Willing assets to a child who is still a minor can be complicated.
One option is to leave assets outright in a trust until the child reaches the age of majority (or a later age if chosen). A trustee is named to control, invest, and distribute the assets to the beneficiary according to the terms of the trust. For example, 1/3 of the trust might be released when the child reaches age 25, 1/2 of the remaining assets in the trust at age 30, and the remainder at age 35. Income from the trust can be distributed each year from the trust after age 21, or the decision may be left up to the trustee to distribute funds for the child’s benefit.
Alternatively, assets can be left in a continuing trust for a child’s lifetime. The terms for these trusts can be written directly into the estate plan; they do not have to be created separately. The benefits of continuing trusts include:
- Providing financial stability for young beneficiaries
- Protecting spendthrift or financially unskilled beneficiaries from going through the inheritance too quickly
- Protecting kind, generous, or gullible beneficiaries from being taken advantage of by others
- Protecting beneficiaries from losing their inheritance in a divorce
- Continuing control over the disposition of the assets
There are two requirements to protect the assets in a continuing trust. The first is a demand right by the beneficiary. The second is the selection of the trustee.
Does the trust have language that allows the beneficiary to “demand” money from the trustee? This is commonly referred to as withdrawal rights.
A trust may be permitted to distribute principal when the child reaches age 25. At the same time, the child has the option to leave that principal in the trust. Either way, those funds are no longer protected, since the child has the right to withdraw them. Creditors, a plaintiff in a lawsuit, or a future divorcing spouse would have access to those funds.
Selection of the Trustee
There are two types of trustees:
Interested trustee: The Internal Revenue Code (IRC) Section 672© defines an interested trustee as a related or subordinate party to the beneficiary or grantor. A sibling, parent, or relative of the beneficiary is a first-degree relative. A subordinate would be someone working directly for the beneficiary. The IRC does not consider the beneficiary’s CPA or attorney as a subordinate under this definition.
Discretionary trustee: This would be a professional trustee who is a disinterested party. They have the power to make distributions for any purpose and may refuse to make distributions to the beneficiary for any reason. A discretionary trustee could decide not to make a distribution to pay a judgment against the beneficiary. They could also use their discretionary status to negotiate the settlement of a claim for a lesser amount on behalf of the beneficiary.
Some asset protection is provided with an interested trustee who is limited by the terms of the trust to distribute funds only for specific reasons. Standard language states for the beneficiary’s health, education, maintenance, or support. This does not always protect the assets from a divorcing spouse. A divorcing spouse could argue that alimony or child support meets this definition and force an interested trustee to make distributions.
A discretionary trustee listed as successor to an interested trustee also provides some level of asset protection. The interested trustee serves until a creditor claim or divorce situation develops. If the situation warrants, the interested trustee resigns, and the discretionary trustee accepts trusteeship. If nothing bad ever happens, then the interested trustee simply continues to serve.

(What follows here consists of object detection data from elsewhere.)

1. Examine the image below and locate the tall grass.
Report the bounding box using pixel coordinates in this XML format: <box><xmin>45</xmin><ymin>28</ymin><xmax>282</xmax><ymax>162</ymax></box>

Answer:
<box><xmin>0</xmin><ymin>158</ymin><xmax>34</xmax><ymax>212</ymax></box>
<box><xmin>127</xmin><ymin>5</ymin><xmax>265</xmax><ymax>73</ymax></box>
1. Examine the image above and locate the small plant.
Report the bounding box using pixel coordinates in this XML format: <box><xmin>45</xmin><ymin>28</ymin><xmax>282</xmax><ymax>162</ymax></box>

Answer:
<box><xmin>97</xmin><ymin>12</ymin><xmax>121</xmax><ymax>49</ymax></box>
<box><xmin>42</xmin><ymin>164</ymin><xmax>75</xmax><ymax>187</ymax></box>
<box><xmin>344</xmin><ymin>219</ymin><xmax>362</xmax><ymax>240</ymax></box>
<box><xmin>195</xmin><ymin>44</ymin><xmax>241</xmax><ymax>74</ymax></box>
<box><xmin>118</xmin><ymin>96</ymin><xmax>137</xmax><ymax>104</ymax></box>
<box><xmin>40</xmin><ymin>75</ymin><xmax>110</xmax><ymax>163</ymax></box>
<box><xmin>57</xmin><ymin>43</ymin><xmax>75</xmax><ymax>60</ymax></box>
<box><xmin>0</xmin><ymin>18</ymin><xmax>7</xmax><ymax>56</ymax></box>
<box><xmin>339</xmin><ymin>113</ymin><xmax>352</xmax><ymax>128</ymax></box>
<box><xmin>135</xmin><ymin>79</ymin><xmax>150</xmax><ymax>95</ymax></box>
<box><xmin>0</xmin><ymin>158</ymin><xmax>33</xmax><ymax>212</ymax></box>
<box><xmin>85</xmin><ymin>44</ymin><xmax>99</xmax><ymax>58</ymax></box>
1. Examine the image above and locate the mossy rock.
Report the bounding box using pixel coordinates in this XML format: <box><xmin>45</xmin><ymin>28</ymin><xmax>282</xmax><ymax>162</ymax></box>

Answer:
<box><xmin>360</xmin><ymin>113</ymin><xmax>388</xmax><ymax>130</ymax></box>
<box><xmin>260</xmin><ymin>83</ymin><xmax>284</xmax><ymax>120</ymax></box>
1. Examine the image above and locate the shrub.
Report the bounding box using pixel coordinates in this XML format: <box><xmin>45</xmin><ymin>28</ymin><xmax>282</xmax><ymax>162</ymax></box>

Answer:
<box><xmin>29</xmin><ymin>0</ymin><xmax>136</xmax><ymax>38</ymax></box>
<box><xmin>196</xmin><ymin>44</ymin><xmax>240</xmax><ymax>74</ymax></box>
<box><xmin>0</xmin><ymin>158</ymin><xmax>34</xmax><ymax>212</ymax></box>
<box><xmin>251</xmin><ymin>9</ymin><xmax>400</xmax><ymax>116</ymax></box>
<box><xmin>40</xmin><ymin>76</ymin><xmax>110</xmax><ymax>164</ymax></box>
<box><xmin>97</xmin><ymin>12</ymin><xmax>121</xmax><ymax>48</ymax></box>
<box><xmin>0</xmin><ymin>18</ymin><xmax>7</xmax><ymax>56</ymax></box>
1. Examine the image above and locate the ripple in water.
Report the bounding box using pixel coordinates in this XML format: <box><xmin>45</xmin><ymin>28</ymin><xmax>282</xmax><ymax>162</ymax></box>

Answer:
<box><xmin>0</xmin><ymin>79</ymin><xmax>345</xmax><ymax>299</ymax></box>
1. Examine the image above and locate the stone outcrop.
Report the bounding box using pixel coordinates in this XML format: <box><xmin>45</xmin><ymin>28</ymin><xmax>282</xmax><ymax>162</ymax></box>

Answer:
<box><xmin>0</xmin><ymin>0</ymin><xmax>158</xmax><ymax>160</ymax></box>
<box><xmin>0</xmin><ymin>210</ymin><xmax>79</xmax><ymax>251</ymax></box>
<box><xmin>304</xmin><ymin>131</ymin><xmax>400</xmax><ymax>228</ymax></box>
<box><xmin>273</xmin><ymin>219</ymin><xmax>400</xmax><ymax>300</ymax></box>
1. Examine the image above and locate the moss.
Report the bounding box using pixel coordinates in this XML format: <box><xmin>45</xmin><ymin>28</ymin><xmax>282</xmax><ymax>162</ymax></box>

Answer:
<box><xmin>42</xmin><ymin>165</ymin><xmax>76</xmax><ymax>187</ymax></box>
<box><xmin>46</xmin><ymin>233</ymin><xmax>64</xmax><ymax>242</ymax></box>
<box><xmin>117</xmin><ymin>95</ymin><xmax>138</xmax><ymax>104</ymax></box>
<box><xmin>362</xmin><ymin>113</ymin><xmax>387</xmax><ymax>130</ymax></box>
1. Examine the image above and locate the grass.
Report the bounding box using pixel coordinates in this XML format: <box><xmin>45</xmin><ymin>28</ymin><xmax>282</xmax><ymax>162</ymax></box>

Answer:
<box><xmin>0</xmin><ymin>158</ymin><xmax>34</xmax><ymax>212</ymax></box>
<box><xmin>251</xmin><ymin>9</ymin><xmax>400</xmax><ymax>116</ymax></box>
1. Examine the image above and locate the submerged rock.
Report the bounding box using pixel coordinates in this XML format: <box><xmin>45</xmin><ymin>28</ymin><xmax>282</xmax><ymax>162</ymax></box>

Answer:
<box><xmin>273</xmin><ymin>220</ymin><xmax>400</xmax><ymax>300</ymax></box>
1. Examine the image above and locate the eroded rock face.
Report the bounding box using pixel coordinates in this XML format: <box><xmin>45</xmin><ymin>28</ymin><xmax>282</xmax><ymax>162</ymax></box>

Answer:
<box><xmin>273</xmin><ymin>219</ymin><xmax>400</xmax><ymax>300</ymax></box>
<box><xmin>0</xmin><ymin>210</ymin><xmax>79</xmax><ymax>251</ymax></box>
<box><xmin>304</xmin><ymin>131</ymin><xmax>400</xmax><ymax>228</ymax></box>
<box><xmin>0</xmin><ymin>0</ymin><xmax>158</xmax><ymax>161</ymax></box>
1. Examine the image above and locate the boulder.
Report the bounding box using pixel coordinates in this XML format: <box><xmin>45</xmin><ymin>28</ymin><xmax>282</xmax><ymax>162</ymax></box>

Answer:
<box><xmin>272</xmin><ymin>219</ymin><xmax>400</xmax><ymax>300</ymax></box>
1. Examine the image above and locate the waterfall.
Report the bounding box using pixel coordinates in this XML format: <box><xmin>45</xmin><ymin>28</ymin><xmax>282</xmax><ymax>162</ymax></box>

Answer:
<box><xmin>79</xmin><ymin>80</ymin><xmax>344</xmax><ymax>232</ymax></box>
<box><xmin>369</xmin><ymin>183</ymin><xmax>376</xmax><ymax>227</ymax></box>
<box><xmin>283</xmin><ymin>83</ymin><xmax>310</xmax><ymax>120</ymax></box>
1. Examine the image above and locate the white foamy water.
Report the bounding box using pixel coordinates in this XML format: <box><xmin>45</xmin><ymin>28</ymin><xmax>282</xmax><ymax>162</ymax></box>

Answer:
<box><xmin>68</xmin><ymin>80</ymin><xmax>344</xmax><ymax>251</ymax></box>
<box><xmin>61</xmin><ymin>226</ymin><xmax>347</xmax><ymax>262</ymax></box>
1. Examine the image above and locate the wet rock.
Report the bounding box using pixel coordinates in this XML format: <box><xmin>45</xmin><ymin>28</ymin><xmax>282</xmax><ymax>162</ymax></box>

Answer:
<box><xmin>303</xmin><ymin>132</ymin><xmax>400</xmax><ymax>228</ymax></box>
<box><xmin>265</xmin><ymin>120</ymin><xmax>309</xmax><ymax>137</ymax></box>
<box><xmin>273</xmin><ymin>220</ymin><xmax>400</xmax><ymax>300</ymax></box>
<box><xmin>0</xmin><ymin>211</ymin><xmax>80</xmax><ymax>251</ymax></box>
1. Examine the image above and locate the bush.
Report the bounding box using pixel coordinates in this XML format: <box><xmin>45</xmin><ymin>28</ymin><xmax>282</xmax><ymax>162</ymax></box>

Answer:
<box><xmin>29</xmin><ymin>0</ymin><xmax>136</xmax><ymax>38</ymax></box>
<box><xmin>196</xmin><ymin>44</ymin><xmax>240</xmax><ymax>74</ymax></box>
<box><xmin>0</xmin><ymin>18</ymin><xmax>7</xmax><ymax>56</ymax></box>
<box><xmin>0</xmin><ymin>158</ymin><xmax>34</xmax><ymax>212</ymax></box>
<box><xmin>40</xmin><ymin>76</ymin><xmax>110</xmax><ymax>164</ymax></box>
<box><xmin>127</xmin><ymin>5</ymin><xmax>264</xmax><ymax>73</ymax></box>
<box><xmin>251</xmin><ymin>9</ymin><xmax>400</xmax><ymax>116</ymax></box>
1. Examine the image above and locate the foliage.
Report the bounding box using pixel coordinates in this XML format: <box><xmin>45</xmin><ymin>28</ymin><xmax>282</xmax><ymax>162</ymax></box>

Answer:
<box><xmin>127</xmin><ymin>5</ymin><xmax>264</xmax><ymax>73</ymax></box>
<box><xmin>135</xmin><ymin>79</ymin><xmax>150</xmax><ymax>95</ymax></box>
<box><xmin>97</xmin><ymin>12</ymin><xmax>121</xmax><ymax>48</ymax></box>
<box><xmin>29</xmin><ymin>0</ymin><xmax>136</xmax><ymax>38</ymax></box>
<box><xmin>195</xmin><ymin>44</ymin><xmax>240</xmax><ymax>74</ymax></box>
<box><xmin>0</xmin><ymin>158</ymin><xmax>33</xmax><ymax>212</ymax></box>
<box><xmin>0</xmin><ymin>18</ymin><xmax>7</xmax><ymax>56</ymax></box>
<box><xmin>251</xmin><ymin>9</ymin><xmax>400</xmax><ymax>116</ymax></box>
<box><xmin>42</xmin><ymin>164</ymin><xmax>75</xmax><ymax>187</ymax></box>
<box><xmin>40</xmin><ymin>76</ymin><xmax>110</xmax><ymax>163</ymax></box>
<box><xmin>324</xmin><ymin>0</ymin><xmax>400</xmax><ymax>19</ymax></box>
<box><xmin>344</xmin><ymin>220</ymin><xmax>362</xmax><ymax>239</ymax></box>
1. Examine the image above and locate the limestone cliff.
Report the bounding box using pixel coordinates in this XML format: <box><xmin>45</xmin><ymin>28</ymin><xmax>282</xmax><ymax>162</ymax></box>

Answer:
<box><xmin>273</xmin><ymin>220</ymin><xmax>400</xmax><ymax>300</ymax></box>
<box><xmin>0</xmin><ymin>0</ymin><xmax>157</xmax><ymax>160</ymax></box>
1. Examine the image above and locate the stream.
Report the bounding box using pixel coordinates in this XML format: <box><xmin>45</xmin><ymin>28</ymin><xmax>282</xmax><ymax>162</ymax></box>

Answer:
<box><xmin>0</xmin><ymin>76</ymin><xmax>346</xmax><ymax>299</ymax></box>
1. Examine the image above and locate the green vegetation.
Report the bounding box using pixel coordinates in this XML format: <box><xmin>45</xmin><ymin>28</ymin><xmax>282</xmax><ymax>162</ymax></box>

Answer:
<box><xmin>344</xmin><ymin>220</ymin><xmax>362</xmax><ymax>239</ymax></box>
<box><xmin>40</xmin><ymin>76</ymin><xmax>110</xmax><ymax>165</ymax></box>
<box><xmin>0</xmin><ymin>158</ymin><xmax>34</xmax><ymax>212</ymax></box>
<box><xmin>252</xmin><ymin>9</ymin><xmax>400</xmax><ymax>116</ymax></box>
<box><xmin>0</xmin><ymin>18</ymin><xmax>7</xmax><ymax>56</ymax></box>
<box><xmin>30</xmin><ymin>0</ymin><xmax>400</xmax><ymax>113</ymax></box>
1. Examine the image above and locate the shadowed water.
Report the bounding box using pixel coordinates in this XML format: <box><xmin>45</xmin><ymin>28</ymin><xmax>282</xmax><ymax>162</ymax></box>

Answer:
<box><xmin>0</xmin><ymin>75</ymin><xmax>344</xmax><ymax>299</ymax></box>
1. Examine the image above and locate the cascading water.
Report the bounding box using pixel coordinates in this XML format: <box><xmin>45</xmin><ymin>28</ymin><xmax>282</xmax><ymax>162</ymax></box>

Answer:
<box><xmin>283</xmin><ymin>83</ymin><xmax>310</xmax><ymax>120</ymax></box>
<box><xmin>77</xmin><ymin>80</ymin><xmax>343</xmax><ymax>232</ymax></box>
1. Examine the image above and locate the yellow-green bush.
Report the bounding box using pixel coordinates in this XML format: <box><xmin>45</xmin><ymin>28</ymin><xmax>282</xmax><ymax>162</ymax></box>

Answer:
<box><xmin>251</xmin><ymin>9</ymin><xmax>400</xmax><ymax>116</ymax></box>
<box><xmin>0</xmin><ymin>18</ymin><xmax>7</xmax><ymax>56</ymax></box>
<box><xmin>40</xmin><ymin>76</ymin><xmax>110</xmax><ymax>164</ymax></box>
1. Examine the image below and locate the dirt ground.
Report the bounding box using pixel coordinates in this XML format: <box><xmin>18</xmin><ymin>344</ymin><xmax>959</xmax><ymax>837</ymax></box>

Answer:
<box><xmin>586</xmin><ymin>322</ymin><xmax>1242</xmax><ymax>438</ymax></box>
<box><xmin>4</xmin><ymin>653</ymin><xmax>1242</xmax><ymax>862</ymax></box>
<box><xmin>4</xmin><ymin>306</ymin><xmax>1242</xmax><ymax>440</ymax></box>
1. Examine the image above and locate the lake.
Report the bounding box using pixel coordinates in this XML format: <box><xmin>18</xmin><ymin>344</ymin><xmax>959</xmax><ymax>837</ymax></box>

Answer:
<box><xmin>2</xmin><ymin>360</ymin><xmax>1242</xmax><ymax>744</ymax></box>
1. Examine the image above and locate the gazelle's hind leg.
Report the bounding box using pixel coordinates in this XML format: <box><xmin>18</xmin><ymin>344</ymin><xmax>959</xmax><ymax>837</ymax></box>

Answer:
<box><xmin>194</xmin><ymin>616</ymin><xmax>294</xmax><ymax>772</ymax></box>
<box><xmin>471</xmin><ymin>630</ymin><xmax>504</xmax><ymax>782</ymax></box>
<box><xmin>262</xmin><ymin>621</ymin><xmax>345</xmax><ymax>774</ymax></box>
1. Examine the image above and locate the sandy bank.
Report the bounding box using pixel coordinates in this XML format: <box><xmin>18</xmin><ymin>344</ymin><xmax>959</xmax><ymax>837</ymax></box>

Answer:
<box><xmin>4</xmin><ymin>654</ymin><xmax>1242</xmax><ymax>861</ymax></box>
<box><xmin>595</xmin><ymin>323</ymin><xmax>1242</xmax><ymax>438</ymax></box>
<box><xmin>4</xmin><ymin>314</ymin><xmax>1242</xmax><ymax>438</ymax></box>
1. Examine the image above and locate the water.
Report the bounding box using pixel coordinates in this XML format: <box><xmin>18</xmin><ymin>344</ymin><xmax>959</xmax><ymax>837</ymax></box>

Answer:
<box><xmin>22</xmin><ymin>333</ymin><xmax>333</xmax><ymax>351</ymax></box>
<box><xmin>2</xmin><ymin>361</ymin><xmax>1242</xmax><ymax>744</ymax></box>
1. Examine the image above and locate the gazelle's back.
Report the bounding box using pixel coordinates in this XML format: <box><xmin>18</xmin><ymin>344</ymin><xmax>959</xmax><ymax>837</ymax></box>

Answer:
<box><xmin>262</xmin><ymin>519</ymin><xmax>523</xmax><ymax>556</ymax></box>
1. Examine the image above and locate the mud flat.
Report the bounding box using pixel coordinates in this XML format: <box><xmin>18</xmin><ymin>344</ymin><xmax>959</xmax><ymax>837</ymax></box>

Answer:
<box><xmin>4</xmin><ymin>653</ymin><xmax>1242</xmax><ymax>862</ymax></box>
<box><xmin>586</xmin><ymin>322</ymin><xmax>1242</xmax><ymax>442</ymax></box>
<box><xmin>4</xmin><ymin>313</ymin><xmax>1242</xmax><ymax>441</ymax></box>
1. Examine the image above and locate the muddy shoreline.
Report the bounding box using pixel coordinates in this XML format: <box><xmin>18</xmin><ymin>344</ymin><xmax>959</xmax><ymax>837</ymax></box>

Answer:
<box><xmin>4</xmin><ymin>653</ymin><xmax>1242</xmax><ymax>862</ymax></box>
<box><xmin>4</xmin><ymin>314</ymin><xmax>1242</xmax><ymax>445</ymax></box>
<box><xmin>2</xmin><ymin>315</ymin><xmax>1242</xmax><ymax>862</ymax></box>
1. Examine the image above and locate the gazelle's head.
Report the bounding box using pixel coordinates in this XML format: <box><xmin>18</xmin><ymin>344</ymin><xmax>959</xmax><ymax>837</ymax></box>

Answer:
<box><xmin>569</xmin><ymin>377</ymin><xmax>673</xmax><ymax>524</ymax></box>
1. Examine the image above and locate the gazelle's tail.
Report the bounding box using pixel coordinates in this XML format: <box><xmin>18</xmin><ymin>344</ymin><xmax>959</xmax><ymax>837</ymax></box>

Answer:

Assets inside the continuing trust can be passed on to the next generation with the same provisions. The trust can also be set up to terminate when the child reaches a certain age. Some of the downsides to establishing a continuing trust are:
- Set up costs
- Trust administration expenses
- Potential tax consequences
There is no one-size-fits-all solution when planning your estate. Trusts can be an essential part of your plan—but they are often complex and time-consuming to set up. Only you can determine how much protection you want to provide to your children after you are gone. Be sure to work with an attorney that specializes in estate planning to ensure all your documents are correctly drafted after you’ve decided the direction you want to take.
- Assets can be held in trust for minor children through outright trusts or a continuing trust.
- There are two requirements to protect the assets in a continuing trust: demand rights and a trustee.
- A discretionary trustee should be a professional without a connection to the beneficiary.